Last night I was lucky enough to be invited to “The Town” premier at Fenway Park.  I was surrounded by celebrities, sitting within 10 feet of Rebecca Hall, Jon Haam, Blake Lively, Jeremy Renner, Matt Damon, and Ben Affleck… pretty cool!  The movie was great, and the presentation at Fenway made the experience even sweeter.   I’ve been fortunate enough to attend two other movie premiers (“Spider-Man 3” and “The Boondock Saints II”), and each time it becomes more evident that creating a movie is fantastically similar to starting a company.

When starting a business an entrepreneur must find the equilibrium between the team, resources, and opportunity, while using the business plan to bring them all together.  Often the sequence is: entrepreneur identifies the opportunity, validates it with a proof of concept, creates a business plan, builds the best team possible and acquires the needed resources to pull it all off.  This is a very basic outline taken from the Timmons Model for Entrepreneurship.  Repeat entrepreneurs tend to have established relationships and reputations that attract stronger team members and easier access to resources (financial and other).  The process for producing a movie is very similar.
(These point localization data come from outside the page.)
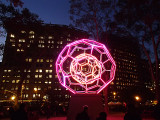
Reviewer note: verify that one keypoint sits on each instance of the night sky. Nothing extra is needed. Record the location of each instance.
(54, 11)
(50, 11)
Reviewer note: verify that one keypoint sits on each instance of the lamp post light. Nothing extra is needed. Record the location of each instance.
(137, 98)
(13, 97)
(35, 89)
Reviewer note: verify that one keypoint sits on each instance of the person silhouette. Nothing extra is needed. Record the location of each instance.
(84, 114)
(132, 113)
(102, 116)
(21, 113)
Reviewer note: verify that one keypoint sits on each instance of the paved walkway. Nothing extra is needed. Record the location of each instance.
(115, 116)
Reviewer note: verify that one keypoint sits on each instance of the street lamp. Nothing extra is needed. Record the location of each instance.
(13, 97)
(137, 98)
(114, 93)
(35, 89)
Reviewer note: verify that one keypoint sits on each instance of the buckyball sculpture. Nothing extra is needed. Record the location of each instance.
(85, 67)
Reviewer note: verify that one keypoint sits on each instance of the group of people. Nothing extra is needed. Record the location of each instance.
(84, 115)
(131, 114)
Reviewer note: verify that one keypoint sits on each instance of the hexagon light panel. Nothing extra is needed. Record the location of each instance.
(85, 66)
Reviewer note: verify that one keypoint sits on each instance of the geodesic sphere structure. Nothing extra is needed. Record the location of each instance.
(85, 66)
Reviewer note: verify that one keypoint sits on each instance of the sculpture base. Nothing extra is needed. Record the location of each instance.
(77, 101)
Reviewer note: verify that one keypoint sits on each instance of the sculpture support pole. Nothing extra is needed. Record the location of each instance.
(93, 101)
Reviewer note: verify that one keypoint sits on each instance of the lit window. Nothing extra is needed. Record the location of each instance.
(26, 95)
(41, 37)
(31, 36)
(12, 40)
(17, 81)
(56, 76)
(36, 76)
(68, 39)
(50, 76)
(28, 76)
(40, 76)
(61, 42)
(31, 41)
(41, 60)
(21, 40)
(50, 37)
(31, 32)
(38, 60)
(13, 81)
(34, 95)
(39, 88)
(13, 44)
(50, 71)
(12, 36)
(19, 45)
(50, 65)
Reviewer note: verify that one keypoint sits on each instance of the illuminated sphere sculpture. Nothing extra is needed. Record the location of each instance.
(85, 66)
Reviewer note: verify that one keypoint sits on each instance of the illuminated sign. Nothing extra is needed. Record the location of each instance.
(85, 66)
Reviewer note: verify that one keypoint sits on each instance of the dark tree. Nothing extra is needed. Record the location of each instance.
(140, 19)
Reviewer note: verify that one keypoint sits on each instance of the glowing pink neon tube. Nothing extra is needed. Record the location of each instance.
(85, 66)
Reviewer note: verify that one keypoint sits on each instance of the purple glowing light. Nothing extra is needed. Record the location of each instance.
(85, 66)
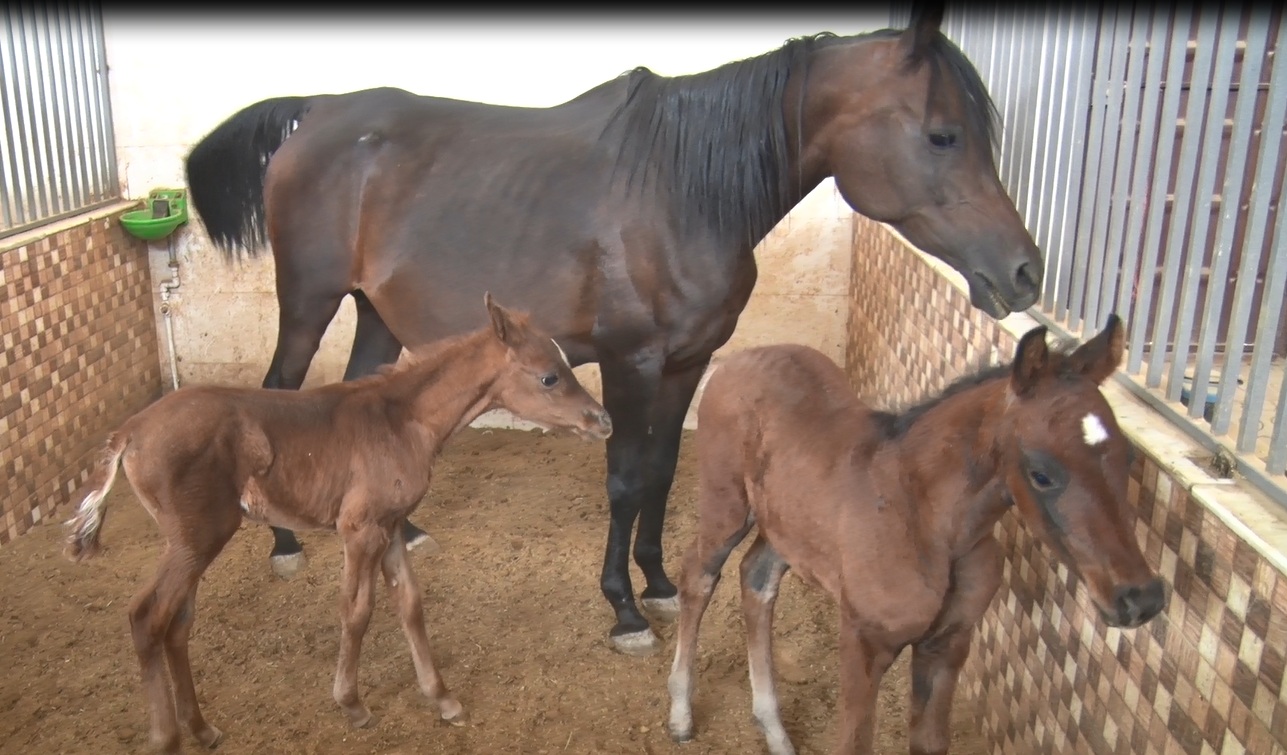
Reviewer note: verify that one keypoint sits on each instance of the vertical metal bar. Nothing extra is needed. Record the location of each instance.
(1236, 166)
(1074, 116)
(1182, 207)
(1151, 248)
(1106, 104)
(1143, 192)
(1276, 272)
(1212, 142)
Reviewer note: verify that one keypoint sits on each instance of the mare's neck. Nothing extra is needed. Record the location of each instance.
(955, 475)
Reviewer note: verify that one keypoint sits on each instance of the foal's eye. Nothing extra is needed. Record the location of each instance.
(942, 139)
(1040, 480)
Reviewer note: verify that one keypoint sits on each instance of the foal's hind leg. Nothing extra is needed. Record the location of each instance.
(720, 529)
(373, 346)
(762, 571)
(411, 611)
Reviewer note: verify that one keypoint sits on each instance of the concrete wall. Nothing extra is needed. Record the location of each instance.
(173, 79)
(1045, 674)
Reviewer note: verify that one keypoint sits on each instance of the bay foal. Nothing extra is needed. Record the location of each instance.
(354, 457)
(893, 515)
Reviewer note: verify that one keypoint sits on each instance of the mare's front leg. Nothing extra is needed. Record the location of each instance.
(937, 659)
(648, 410)
(364, 544)
(411, 611)
(864, 661)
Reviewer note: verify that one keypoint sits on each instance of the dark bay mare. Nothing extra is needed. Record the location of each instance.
(893, 515)
(624, 220)
(354, 458)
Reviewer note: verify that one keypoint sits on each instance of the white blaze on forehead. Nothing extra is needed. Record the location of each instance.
(564, 355)
(1093, 430)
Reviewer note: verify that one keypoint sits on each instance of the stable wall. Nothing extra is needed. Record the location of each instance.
(225, 314)
(80, 356)
(1045, 674)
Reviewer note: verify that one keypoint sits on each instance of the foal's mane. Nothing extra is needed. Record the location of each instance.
(895, 425)
(718, 138)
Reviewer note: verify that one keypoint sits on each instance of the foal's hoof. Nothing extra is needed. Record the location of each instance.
(290, 565)
(636, 643)
(662, 609)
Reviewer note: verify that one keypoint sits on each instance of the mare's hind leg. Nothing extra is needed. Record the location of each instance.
(373, 346)
(364, 547)
(411, 611)
(723, 522)
(937, 660)
(762, 571)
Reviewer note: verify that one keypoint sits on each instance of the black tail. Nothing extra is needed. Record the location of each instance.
(225, 171)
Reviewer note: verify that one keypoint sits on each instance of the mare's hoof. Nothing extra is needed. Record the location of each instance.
(425, 543)
(290, 565)
(636, 643)
(210, 737)
(662, 609)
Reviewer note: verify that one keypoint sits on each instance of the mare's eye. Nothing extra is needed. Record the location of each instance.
(942, 139)
(1040, 480)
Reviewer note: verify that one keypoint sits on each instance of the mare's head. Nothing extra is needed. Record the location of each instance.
(1066, 467)
(906, 127)
(537, 382)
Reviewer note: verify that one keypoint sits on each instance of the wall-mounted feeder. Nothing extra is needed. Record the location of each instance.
(162, 211)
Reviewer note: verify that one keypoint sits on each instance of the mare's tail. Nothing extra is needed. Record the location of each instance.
(225, 171)
(92, 500)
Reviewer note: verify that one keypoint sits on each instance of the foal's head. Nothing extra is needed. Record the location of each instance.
(537, 382)
(1067, 466)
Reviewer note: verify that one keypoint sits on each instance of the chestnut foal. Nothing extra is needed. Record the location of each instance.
(893, 515)
(354, 457)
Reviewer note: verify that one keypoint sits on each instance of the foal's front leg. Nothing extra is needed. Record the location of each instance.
(411, 611)
(937, 660)
(364, 547)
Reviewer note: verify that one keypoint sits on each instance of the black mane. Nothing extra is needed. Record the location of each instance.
(720, 138)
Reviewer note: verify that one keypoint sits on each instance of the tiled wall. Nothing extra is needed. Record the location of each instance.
(80, 355)
(1045, 674)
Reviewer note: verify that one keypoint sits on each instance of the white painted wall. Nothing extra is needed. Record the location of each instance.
(175, 76)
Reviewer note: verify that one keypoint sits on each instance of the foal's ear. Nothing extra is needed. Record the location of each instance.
(1031, 359)
(925, 19)
(1102, 355)
(502, 322)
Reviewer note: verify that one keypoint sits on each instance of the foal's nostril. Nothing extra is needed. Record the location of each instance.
(1138, 603)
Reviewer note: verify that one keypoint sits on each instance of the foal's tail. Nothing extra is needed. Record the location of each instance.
(225, 171)
(83, 540)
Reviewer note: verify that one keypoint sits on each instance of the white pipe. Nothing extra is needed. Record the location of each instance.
(166, 287)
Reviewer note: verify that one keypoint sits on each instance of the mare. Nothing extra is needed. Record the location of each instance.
(893, 515)
(353, 457)
(637, 205)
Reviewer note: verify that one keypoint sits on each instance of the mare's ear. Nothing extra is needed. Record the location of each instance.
(1031, 359)
(925, 19)
(502, 322)
(1102, 355)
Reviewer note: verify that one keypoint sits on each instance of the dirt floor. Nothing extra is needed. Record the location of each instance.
(516, 620)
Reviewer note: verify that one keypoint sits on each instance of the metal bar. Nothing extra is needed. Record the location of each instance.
(1222, 252)
(1212, 140)
(1152, 246)
(1254, 247)
(1175, 248)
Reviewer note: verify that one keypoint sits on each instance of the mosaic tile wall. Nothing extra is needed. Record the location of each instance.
(80, 355)
(1045, 675)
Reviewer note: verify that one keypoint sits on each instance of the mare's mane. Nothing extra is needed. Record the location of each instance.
(895, 425)
(720, 138)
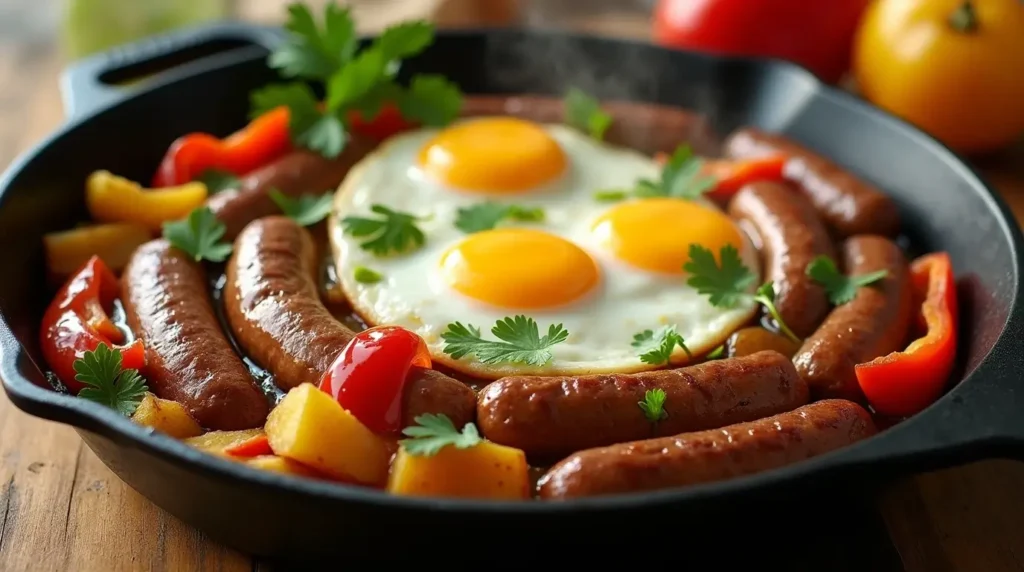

Movies always start with an opportunity.  One way to validate an opportunity in the film industry is to examine recent box office numbers for similar types of movies.  Using “The Town” as an example, Boston-based thrillers have been very popular over the past seven years; “Gone Baby Gone” (2007) grossed $35M*, “The Departed” (2006) grossed $290M*, and “Mystic River” (2003) grossed $156M*; being three years removed from the most recent Boston-based thriller the market seems primed for the newest entry.  With an opportunity identified the movie producer (the entrepreneur), must create the script (business plan), to obtain the resources and build a team.  “The Town” had many options for creating a script, but by using a proven concept as an outline, the award-winning novel “Prince of Thieves” by Chuck Hogan (winner of the 2005 Hammett Prize), the risk was lessened.  With an opportunity identified, a script in-hand, and a proof of concept, the producer must build a winning team to acquire the needed resources and make the script into a real live movie (similar to making a business plan into a real working company).  A producer that “attaches” a big Hollywood name to his script will attract other big names (building the team), which attracts resources.  If the producer, or another member of the founding team, is a big name (repeat entrepreneur) then the quality of the team and amount of resources available increases.  Imagine if you used your business plan to attract Bill Gates as a board member of your start-up, think about how easy it would be to build your team and obtain the necessary resources.  The same rings true for “The Town”, with Ben Affleck as a founding member of the team (he wrote the script and directed the film), attracting Blake Lively and Jon Haam (two very popular actors whose names on the billboard will simply attract fans) was not too difficult.  With the all-star talent line-up acquiring the needed resources ($37.5M according to Wikipedia) must have been relatively simple.  Following the sequential path for “The Town”, a seasoned entrepreneur (Ben Affleck), with a tested business plan (script based on an award winning novel), strong team (popular movie stars), and sufficient resources ($37.5M) the business (movie) now exists.

Even though I’ve pled my case that movies are similar to start-ups, bear-in-mind I’ve only examined the most basic elements of the relationship at their earliest stages.  Execution is key.  A business plan outlines the holistic nature of the company, while the script is only one element of the entire film process (which includes marketing, editing, distribution, etc.). I draw the similarities between start-ups and movies by viewing business plans and scripts as entrepreneur and producer’s tools to identify the opportunities, build winning teams, and obtain the necessary resources.  “The Town” was able to build itself in a similar fashion as a business, and like many businesses founded by serial entrepreneurs, I’d bet my money that Ben Affleck hits a homerun with this one!